I think my Mom would be proud of her son in the kitchen now!



Profile photo of Joe Worth Joe Worth

Characterizations: been there, funny, right on!, well written


  1. It was very illuminating to hear about your cooking saga, from no-dice to novice to quite accomplished chef. Being able to duplicate something you’ve encountered in the world of culinary professionals shows true mastery,

  2. We’re proud of you too Joe and that apres-beach meal sounds delish, your wife’s a smart and lucky gal!
    Good to see you back on Retro!

  3. John Shutkin says:

    You may have been relatively late, Joe, but you sure have soared as a cook over the years. I am humbled and envious!

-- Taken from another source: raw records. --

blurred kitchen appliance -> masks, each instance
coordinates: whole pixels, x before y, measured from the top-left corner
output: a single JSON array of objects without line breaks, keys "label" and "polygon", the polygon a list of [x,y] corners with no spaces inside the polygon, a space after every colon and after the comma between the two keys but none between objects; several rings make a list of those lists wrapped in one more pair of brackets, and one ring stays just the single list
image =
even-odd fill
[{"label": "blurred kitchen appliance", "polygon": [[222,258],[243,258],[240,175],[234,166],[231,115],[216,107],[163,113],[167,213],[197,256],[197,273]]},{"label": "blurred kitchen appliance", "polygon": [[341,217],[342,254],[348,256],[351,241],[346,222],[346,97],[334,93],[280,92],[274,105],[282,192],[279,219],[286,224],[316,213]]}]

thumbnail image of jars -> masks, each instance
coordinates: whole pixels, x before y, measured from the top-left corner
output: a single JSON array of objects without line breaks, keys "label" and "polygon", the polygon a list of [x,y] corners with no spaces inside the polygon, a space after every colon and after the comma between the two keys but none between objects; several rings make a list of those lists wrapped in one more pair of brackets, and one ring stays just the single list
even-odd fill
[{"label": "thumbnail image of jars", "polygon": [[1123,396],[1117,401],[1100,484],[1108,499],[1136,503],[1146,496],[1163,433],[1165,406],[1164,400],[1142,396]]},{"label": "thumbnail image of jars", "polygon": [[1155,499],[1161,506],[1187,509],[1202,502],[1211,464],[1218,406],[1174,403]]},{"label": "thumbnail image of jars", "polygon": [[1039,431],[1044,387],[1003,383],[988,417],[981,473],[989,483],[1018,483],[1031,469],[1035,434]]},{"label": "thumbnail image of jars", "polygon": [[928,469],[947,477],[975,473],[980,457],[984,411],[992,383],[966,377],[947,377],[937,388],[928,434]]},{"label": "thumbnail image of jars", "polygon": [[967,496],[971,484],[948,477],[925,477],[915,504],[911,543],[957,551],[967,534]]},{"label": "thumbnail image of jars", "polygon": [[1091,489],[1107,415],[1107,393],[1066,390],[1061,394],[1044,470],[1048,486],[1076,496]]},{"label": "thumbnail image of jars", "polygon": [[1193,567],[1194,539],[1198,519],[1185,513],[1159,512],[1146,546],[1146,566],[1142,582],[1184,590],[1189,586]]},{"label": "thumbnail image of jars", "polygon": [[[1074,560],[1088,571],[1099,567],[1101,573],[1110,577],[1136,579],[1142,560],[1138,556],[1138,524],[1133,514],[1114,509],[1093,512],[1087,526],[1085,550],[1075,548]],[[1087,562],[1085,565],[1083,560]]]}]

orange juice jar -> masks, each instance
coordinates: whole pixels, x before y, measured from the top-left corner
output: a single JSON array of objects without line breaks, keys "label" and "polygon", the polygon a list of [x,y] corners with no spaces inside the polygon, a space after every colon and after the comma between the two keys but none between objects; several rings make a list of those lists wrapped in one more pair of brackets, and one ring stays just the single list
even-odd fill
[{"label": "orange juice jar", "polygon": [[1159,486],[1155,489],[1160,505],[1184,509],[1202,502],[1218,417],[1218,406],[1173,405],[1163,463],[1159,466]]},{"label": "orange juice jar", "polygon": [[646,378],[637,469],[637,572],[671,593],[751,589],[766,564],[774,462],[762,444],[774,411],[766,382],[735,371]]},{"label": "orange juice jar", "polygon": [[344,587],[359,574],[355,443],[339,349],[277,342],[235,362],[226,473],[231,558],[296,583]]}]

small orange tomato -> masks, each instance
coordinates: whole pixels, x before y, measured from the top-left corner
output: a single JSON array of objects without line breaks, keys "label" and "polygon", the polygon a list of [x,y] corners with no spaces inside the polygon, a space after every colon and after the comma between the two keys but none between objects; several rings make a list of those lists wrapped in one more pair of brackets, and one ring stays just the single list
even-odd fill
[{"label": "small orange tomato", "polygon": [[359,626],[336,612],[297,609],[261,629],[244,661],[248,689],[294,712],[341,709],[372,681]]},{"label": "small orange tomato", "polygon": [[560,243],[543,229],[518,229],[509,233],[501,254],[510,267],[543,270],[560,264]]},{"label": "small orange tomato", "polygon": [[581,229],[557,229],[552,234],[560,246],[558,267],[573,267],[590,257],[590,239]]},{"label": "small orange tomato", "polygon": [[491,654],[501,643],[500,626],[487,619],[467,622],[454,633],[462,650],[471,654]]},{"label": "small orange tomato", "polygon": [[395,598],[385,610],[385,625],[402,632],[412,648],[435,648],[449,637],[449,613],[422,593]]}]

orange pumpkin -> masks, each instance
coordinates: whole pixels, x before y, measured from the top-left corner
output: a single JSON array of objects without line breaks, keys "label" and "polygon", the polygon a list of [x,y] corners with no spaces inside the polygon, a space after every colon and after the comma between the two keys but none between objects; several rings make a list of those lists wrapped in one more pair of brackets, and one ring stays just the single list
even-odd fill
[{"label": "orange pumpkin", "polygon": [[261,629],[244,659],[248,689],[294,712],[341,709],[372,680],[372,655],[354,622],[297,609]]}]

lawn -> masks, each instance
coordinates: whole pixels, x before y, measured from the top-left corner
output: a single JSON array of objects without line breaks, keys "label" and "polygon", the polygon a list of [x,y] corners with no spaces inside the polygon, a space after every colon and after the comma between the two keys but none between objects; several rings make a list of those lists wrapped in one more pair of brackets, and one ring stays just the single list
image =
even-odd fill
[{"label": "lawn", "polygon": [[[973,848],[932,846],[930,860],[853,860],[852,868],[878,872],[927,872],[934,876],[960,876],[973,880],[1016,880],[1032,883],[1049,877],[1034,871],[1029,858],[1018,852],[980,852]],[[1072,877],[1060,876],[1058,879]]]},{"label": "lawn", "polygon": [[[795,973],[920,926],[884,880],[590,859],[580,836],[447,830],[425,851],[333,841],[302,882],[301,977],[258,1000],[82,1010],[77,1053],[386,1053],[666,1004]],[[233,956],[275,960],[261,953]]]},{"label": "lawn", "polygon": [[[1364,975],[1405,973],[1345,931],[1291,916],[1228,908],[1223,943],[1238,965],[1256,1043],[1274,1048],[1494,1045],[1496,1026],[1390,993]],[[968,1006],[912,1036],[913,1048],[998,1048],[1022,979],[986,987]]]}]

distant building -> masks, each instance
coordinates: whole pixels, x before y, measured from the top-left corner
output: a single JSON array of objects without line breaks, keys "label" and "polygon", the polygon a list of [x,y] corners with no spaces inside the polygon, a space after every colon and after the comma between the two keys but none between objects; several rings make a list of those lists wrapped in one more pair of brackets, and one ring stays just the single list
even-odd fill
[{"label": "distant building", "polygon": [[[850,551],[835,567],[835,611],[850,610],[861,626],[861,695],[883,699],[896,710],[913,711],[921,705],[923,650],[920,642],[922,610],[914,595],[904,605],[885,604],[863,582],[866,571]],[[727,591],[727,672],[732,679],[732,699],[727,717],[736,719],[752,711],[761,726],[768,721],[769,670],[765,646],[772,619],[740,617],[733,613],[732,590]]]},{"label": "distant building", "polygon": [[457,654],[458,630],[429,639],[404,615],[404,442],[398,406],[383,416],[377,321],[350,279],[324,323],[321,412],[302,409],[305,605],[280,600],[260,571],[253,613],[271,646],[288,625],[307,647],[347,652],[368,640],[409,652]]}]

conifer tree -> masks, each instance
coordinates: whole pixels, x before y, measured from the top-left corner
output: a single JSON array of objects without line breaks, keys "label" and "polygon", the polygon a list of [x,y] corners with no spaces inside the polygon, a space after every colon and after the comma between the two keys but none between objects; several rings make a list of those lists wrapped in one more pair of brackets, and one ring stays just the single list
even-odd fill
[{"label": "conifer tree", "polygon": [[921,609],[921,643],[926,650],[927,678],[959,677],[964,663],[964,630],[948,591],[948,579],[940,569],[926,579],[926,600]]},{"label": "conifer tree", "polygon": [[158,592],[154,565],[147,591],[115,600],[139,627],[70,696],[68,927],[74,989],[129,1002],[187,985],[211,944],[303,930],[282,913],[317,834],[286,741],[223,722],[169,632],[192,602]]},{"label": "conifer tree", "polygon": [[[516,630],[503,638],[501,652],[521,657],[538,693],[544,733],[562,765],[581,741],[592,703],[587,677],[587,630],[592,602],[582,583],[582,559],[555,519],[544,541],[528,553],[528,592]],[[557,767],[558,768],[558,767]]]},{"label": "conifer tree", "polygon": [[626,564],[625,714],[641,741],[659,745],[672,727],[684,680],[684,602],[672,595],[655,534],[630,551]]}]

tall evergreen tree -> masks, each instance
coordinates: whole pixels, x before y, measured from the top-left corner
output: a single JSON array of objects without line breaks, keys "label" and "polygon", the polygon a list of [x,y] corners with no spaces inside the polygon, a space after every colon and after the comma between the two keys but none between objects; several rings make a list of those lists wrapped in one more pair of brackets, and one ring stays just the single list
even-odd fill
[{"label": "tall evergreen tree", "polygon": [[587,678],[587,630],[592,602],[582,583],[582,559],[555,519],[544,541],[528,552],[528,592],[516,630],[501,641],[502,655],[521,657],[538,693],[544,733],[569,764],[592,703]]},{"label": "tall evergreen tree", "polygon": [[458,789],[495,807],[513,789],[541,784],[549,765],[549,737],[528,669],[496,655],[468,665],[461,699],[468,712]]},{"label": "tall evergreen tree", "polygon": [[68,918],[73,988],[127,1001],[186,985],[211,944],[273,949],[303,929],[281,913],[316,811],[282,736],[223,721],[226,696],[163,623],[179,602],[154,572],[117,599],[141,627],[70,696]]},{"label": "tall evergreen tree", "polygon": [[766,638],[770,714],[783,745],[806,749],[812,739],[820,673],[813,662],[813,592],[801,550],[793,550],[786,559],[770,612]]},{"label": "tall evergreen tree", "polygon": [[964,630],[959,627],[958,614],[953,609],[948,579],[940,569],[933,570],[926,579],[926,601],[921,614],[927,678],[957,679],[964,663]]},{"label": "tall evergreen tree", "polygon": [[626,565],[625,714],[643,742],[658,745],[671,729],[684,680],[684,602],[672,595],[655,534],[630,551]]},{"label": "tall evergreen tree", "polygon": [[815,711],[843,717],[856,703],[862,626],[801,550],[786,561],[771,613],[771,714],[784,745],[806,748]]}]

    Incidentally, the “chowdah” looks great — none of this Manhattan vegetable soup stuff they served in New York. And, as a Tri-State kid from Connecticut, I must concede that New Jersey does, in fact, have the world’s best tomatoes. Whether that alone qualifies it to be “The Garden State” is debatable, though. In any event, those tomatoes then need to be sent to my home state since, as we all know, Connecticut has the best pizza.

  4. Suzy says:

    Fascinating story of how you came to cooking. Thanks for the details about suddenly being a single Dad and learning from Cooking for Dummies, then having a gourmet cook girlfriend, and finally the one you impressed so much with your cooking that she married you!

    I grew up in New Jersey, and I agree about Jersey Tomatoes (my father grew some in our backyard), although the ones we grow in California are pretty darn good too. And your salt sticks look delicious!

  5. Dave Ventre says:

    My grandfather grew tomatoes in the back yard as well! Jersey (aka “Rutgers”” tomatoes were renowned. I think part of the secret was that even the store bought ones were vine ripened or at worst picked a bit green so you could ripen them on your sunny windowsill. They were NEVER gas “ripened.” Those are an abomination.